君の声が聞きたくて 〜Your voice〜【気象系BL】
第14章 dolore
「どうしたの?」
『泊まったら…だめ…?』
「えっと…、ごめん、もう一回言ってくれる?」
翔さんの顔を真っ直ぐに見られなくて、つい俯いてしまったから…かな、翔さんの指が俺の顎先にかかり、俺を上向かせた。
「言って?」
『泊まったら…だめ…かな…?』
俺は翔さんにも分かるように、ゆっくり唇を動かすと、俺の口の動きを読み取った翔さんが、一瞬困ったような顔をして、視線を窓の外へと向けた。
そして暫く窓の外を眺めてから俺を向き直り、
「明日朝送るよ…」
俺の髪をそっと撫でた。
『いい…の…?』
嬉しかった。
限られた時間かもしれないけど…、それでもまだ傍にいて良いんだ、って思ったら凄く嬉しかった。
でも、
「だって、この雨だし…」
そう言われた瞬間気付いたんだ…
もし雨が降っていなかったら…
もし雨が止んでいたら…
“だめ”…ってことなんだよね、って…
だったらハッキリ“帰れ”って言ってくれた方が、どんなにか気持ちが楽だったかわからないや…

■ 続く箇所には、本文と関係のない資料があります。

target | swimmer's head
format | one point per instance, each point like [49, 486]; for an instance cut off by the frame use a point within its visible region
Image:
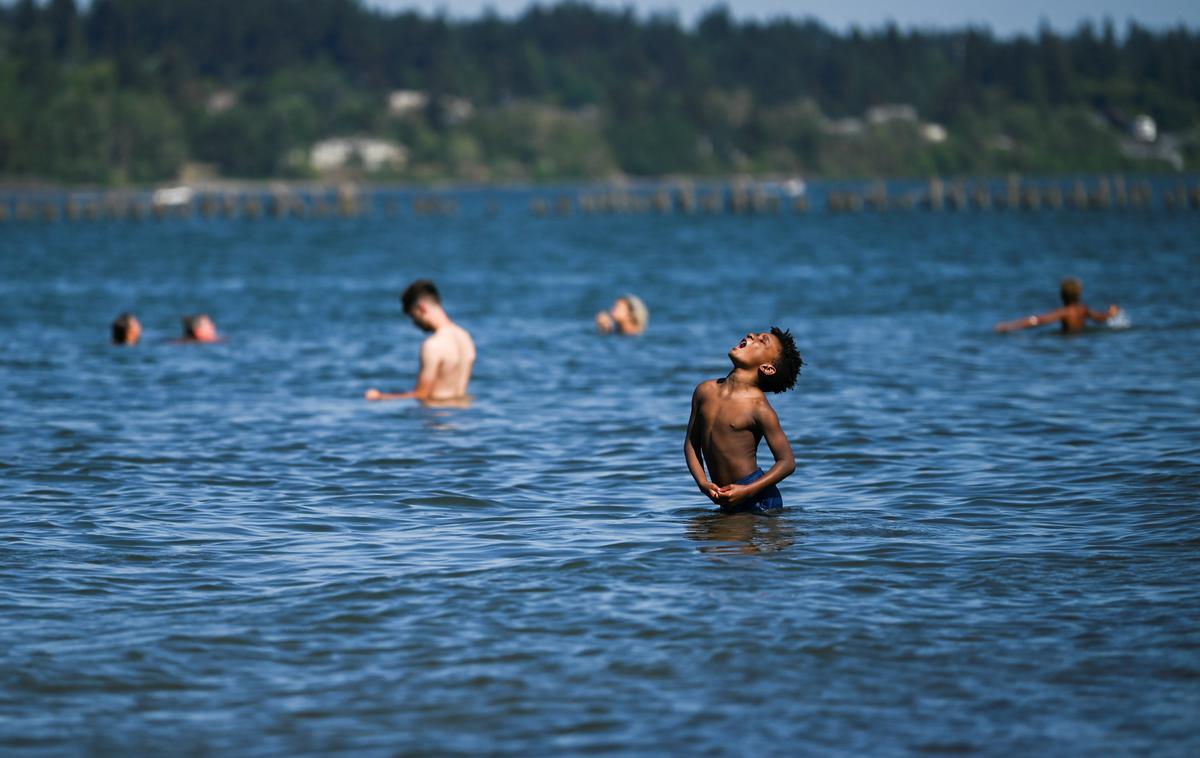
[631, 314]
[199, 328]
[126, 329]
[419, 300]
[775, 356]
[1072, 290]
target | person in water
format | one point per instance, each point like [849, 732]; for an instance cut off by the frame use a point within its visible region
[199, 328]
[447, 356]
[730, 416]
[126, 330]
[629, 316]
[1072, 316]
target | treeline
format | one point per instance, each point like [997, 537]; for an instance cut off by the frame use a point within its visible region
[130, 90]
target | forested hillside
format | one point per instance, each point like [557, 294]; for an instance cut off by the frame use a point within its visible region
[117, 91]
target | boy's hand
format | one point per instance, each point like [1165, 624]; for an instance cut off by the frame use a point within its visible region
[731, 494]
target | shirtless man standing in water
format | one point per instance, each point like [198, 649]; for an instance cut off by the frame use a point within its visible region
[447, 356]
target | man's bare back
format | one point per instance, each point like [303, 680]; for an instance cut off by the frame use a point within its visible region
[448, 354]
[448, 358]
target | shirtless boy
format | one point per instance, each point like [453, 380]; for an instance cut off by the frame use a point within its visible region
[447, 355]
[1073, 314]
[729, 419]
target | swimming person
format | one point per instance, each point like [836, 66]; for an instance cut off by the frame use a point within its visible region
[447, 356]
[199, 328]
[126, 330]
[629, 316]
[1073, 314]
[730, 416]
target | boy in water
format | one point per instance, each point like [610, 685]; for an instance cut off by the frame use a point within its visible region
[729, 419]
[629, 316]
[1073, 314]
[199, 328]
[126, 330]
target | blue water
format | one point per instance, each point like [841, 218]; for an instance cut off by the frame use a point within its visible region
[990, 543]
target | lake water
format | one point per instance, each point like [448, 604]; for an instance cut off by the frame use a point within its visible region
[990, 543]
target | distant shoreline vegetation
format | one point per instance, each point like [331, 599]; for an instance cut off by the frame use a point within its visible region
[133, 91]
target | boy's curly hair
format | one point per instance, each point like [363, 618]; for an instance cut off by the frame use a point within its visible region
[787, 365]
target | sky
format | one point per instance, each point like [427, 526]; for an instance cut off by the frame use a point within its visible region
[1005, 18]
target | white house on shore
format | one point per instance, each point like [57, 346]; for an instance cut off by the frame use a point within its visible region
[372, 155]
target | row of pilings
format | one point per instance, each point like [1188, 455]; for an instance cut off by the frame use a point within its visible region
[1102, 193]
[685, 198]
[342, 203]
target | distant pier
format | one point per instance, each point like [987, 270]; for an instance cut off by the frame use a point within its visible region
[669, 198]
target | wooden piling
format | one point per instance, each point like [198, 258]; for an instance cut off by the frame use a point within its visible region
[936, 197]
[981, 199]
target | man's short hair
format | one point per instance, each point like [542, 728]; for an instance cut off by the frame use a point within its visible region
[420, 289]
[787, 365]
[1072, 290]
[121, 328]
[190, 323]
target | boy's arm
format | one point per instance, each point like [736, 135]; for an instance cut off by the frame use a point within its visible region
[1031, 320]
[693, 452]
[781, 449]
[430, 360]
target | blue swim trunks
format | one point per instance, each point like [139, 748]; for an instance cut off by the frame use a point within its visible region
[766, 501]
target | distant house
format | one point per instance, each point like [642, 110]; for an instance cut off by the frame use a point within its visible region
[1144, 128]
[220, 101]
[403, 103]
[843, 127]
[370, 154]
[934, 133]
[407, 102]
[879, 115]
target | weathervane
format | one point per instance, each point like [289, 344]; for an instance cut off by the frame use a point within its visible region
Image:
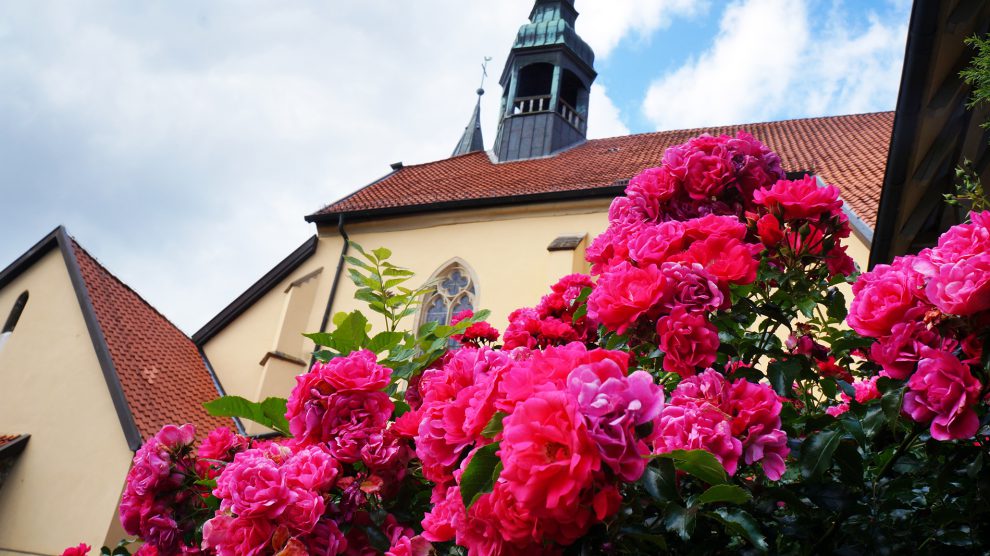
[484, 74]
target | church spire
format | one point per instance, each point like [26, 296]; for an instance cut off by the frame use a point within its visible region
[545, 85]
[472, 141]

「じゃあ、シーツ替えないとね? あ、その前に着替え…」
ベッドなんてグチャグチャでも何でも気にしないのに…
今までだってそうだったし…
「ちょっとまってて?」
翔さんが俺から離れ、リビングと寝室をウロウロと行ったり来たりを始める。
その姿を横目で見ながら、俺は虚無感みたいなのを感じていた。
ついさっきまでは心も身体も、あんなにもピッタリとくっついていた筈なのに、どうしてだろう…

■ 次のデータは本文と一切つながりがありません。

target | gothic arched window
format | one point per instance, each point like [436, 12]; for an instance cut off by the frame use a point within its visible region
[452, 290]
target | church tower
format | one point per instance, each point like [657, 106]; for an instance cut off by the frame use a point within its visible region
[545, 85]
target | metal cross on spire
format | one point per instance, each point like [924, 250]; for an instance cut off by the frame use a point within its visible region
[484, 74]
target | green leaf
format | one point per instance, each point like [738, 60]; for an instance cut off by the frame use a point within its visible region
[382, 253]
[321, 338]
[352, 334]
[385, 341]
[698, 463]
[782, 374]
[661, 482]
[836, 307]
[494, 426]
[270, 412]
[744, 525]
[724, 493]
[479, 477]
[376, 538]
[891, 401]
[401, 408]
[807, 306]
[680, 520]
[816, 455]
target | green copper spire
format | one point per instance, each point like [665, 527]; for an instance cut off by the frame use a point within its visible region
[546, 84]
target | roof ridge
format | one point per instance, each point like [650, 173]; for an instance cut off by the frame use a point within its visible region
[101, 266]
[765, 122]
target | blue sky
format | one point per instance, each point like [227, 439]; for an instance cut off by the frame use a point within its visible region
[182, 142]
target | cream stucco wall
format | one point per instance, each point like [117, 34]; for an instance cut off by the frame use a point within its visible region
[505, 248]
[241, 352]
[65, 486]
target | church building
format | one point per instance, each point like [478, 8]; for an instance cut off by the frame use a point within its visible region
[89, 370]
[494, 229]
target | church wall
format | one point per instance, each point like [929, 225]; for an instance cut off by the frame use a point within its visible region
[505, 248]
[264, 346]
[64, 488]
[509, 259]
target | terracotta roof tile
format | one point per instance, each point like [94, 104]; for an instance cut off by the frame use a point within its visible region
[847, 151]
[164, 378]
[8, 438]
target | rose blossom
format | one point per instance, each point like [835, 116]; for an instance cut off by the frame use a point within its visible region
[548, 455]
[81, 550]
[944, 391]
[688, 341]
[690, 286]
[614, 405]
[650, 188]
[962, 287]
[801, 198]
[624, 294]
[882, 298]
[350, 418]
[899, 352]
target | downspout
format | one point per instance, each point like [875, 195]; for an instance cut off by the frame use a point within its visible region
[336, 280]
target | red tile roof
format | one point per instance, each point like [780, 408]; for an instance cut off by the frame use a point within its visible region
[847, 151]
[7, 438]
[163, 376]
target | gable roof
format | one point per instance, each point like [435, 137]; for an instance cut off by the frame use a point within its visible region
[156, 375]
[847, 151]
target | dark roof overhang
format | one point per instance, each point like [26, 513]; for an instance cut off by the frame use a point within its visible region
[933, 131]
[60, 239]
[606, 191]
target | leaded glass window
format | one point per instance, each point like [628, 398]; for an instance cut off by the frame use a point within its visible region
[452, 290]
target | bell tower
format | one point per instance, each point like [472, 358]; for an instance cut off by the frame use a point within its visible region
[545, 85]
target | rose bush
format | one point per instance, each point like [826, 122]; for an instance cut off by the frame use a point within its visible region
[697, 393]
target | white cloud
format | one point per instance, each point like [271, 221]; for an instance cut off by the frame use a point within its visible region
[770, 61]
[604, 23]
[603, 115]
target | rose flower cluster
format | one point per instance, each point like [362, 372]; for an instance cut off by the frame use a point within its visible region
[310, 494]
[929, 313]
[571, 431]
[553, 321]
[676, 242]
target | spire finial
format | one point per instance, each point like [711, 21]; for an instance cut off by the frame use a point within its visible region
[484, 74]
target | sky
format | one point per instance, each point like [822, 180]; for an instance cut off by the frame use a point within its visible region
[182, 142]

手を伸ばせば届きそうなのに、今は翔さんがとても遠い。
「よし、準備出来たから…」
『え、あ、…うん』
翔さんの手が俺の背中を押して、寝室へと促してくれる。
そして、寝室の入口に差し掛かった所で、翔さんの足がピタリと止まった。
「俺はこっちで寝るから…」
翔さんは俺を見ることなく、リビングの方を振り返ると、ソファを指差した。
え、そんな…
俺は咄嗟に翔さんの腕を掴もうとした。
でもその手は空を切り…
「おやすみ」
短い一言だけを残して、リビングと寝室の間を隔てるドアが、音を立てることなく閉じられた。